Marvel’s resurgent group of teenage crimefighters — whether that’s the time-lost young X-Men or the youngest All-New, All-Different Avengers — are doing something that’s very teen. They’re defying their older colleagues to go it alone, fighting crime and generally being all hopeful and grassroots-y while doing so.

That’s the premise behind Champions, a new book from Mark Waid and Humberto Ramos being released in the wake of Marvel’s “Marvel Now!” initiative later this year. Channelling a youthful sense of positivity and social activism, the new group is headlined by Ms Marvel, Nova and Ultimate Spider-Man Miles Morales, after they chose to quit the Avengers for reasons currently unknown.

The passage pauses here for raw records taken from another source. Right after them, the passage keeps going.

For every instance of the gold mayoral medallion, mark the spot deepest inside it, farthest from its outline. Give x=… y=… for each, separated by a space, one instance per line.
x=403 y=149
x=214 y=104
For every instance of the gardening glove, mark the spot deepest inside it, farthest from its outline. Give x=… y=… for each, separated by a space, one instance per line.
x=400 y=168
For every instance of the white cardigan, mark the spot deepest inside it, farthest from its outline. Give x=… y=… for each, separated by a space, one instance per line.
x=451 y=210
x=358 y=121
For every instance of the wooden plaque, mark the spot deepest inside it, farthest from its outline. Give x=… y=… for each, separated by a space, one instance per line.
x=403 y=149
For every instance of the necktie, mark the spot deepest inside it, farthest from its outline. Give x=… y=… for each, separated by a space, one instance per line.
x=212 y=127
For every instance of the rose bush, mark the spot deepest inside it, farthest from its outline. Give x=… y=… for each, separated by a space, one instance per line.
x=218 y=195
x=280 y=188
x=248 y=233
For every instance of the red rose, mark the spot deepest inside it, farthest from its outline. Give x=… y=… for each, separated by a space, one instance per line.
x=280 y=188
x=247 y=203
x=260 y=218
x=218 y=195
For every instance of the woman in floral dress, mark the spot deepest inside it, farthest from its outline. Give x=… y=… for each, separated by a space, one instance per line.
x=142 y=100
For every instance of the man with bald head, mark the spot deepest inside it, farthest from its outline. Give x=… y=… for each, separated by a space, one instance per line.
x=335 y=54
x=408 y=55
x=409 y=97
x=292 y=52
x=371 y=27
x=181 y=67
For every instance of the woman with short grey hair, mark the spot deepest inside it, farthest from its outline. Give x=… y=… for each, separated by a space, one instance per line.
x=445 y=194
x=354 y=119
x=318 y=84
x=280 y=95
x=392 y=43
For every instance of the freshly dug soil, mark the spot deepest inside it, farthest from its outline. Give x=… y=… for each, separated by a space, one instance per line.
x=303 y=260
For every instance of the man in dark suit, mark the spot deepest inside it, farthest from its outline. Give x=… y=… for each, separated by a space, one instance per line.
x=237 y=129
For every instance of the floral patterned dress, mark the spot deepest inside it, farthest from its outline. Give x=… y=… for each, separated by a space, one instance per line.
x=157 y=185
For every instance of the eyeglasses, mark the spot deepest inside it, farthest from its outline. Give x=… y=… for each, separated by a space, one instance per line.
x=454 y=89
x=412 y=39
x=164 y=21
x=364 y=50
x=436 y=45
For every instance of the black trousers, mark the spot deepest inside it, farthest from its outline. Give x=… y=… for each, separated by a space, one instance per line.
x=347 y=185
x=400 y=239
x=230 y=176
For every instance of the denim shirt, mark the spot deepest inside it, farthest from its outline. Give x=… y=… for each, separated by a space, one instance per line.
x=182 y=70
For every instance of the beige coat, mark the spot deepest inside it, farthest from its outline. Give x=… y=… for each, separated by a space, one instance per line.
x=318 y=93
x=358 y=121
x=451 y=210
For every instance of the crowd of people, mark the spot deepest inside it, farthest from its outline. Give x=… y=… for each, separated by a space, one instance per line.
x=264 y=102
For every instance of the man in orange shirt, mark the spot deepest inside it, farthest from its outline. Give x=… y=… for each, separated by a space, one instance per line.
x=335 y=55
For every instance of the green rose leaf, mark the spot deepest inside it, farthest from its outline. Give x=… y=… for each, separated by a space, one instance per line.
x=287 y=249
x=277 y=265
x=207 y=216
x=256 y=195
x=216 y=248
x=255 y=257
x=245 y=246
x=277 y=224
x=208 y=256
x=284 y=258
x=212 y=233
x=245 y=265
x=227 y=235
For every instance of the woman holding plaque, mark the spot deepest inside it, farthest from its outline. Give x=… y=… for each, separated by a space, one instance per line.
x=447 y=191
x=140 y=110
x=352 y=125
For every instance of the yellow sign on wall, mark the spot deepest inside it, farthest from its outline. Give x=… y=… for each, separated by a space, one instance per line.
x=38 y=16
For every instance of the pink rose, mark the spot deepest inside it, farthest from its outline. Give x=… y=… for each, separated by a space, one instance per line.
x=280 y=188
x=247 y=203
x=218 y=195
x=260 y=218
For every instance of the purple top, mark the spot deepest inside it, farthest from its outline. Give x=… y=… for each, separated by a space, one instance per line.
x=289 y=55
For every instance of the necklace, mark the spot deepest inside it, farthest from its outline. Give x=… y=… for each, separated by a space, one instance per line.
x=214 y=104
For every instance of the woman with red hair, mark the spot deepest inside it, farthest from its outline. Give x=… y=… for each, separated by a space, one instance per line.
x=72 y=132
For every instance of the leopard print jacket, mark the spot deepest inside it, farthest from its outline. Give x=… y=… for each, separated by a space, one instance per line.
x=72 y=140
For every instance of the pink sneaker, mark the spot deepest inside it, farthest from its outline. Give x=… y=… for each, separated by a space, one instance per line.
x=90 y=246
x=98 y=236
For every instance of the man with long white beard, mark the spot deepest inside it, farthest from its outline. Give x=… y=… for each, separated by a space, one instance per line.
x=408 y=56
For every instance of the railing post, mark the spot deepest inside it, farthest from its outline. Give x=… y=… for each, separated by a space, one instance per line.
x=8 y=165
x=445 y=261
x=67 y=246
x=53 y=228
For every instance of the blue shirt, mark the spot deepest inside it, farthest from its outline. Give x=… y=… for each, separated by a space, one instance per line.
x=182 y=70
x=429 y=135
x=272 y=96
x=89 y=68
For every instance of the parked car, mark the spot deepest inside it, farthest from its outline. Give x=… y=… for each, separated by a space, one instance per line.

Marvel’s Teen Heroes Are Making Their Own Activist Superteam
Alternative Cover art by Alex Ross

Alternative Cover art by Alex Ross

They will be joined by the young Cyclops, part of the group of time-displaced X-Men that have been running around in the mutant comics, Amadeus Cho’s Totally Awesome Hulk, and, bizarrely enough, Viv Vision — one of the synthezoid children crafted by The Vision in the amazingly twisted Vision solo series.

Revealed as part of an interview with Entertainment Weekly, Champions — borrowing its name from a long-defunct Marvel superteam — will follow the young heroes on smaller scale, more socially-active adventures, rather than them teaming up to fight big villains and catastrophic events. In fact, don’t expect this to be a “young Avengers” despite the team roster — Waid tells EW that the book will have failed if, by its fifth issue, “the Masters of Evil show up and there’s a fight with the Absorbing Man”.

Sounds like the book is going to be focusing on these young heroes finding their own way in the world, separate from the legacy characters that dominate the Marvel universe. Champions #1 is due to hit shelves later this year.